Documentos do tempo da ditadura separava alunos por 'uso de maconha, subversão, ligação com organizações e homossexualismo'

Carmen Pompeu

FORTALEZA - Documentos da época da ditadura militar com carimbos de confidencial e reservado foram encontrados no início do ano por um professor de uma escola pública na região metropolitana de Fortaleza. Os papéis, a maioria dos anos 70 e início dos 80, estavam dentro de caixas de livros que foram doados para a biblioteca da escola. Eles foram entregues ainda no início do ano ao presidente da Associação 64/68 - Anistia, Mário Albuquerque, que só agora, com a polêmica sobre a abertura dos arquivos da ditadura, percebeu sua importância. A entidade atua no Ceará orientando pedidos de indenização de perseguidos políticos e organiza a memória do período.

Um documento é de 10 de setembro de 1973. Assinado pelo então comandante militar do Planalto, general Olavo Vianna Moog, e intitulado "Infiltrações subversivas no meio universitário de Brasília", relata a prisão de 33 "elementos", estudantes da Universidade de Brasília, e cita 140 cujos nomes foram obtidos nos depoimentos dos detidos.
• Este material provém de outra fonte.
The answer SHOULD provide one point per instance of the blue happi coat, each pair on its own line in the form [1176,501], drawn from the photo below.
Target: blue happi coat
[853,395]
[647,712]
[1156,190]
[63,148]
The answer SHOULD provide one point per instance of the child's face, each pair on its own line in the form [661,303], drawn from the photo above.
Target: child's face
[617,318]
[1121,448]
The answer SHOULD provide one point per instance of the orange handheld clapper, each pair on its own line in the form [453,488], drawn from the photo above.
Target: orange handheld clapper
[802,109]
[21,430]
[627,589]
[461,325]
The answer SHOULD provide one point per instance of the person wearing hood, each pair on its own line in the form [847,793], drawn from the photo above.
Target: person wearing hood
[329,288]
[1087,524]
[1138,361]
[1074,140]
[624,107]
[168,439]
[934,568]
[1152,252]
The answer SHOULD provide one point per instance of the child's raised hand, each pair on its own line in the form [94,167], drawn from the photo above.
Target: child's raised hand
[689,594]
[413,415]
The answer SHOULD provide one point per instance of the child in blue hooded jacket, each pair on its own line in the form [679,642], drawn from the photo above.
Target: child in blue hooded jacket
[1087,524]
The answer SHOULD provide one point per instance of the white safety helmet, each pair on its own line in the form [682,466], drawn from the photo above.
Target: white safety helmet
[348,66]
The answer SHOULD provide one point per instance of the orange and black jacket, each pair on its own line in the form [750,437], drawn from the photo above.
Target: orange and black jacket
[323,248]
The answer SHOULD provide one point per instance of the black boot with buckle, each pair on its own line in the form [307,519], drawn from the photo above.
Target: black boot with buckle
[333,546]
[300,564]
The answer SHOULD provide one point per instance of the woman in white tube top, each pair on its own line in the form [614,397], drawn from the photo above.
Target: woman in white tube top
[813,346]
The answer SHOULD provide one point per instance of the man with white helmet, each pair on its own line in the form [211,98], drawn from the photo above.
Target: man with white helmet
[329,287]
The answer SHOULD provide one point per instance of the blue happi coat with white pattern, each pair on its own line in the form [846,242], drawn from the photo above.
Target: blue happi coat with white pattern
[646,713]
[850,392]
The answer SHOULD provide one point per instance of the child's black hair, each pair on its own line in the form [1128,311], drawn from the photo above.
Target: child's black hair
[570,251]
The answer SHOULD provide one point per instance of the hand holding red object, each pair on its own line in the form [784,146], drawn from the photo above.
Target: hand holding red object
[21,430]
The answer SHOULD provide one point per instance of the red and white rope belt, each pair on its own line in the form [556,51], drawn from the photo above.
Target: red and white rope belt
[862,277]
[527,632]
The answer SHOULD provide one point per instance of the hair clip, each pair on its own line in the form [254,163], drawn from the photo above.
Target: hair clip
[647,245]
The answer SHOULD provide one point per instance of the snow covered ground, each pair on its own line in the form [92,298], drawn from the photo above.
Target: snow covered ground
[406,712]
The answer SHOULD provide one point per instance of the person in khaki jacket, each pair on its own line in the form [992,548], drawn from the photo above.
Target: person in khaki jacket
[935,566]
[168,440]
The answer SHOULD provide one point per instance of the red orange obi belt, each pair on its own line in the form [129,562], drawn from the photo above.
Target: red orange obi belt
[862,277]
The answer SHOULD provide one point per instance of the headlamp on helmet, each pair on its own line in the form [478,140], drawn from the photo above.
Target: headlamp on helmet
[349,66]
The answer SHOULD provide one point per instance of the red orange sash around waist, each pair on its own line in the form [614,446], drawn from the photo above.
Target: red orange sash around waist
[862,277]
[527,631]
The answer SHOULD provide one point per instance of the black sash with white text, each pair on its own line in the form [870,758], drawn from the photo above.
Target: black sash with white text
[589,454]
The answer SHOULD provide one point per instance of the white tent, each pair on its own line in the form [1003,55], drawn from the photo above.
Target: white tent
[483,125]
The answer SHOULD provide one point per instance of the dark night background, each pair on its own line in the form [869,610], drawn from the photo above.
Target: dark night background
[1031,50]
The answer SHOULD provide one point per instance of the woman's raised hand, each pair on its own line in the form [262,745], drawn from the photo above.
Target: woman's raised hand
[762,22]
Uma pessoa citada nos depoimentos é a hoje jornalista da Globo Miriam Leitão.

"Miriam escreveu-lhe de Vitória relatando os trabalhos que lá estavam sendo realizados no movimento estudantil e a organização da regional do PC do B, que acabou sendo desbaratada em fins do ano passado, com a prisão dela e outros", diz o documento. Em entrevista ao jornal cearense O Povo publicada na edição de ontem, Miriam Leitão confirma que militava no PC do B e foi presa em 1972.

No relatório há o quadro com os cursos de cada aluno e o motivo alegado para a prisão, que poderia ser "uso de maconha", "subversão", "ligação com organizações" e até "pederastia". "E tudo isso acontece embora esteja o governo ciente da ação do MCI (Movimento Comunista Internacional) quanto à utilização dos tóxicos no meio estudantil para degradar a juventude e favorecer a subversão e ainda que os órgãos encarregados da segurança interna já tenham recebido instruções e informações sobre o problema que por suas implicações é considerado da máxima importância para a segurança nacional", conclui o texto.

PARTIDOS

Outro documento, intitulado "Relatório periódico de informação", do Centro de Informações da Polícia Federal, é de período mais recente: 1982. Ele examina a atuação de organizações tidas como "subversivas". O Partido Comunista Brasileiro é avaliado Estado por Estado. O PMDB também é acompanhado e o PDT de Leonel Brizola é tido como o "que dispõe de uma das bases mais radicais de todos os partidos oficiais". O texto fala ainda de visita feita por Luiz Carlos Prestes ao Rio Grande do Sul. E do indiciamento de dois estudantes universitários com base na Lei de Segurança Nacional por hastearem uma bandeira do PCB em Curitiba, em março de 1982.

O achado, na opinião de Albuquerque, prova que há muita documentação do regime militar em mãos de particulares. Ele, que militou no Partido Comunista Brasileiro Revolucionário (PCBR) e foi torturado no Recife em 1971, sugere que os governos federal e estaduais organizem equipes para recolher esse material.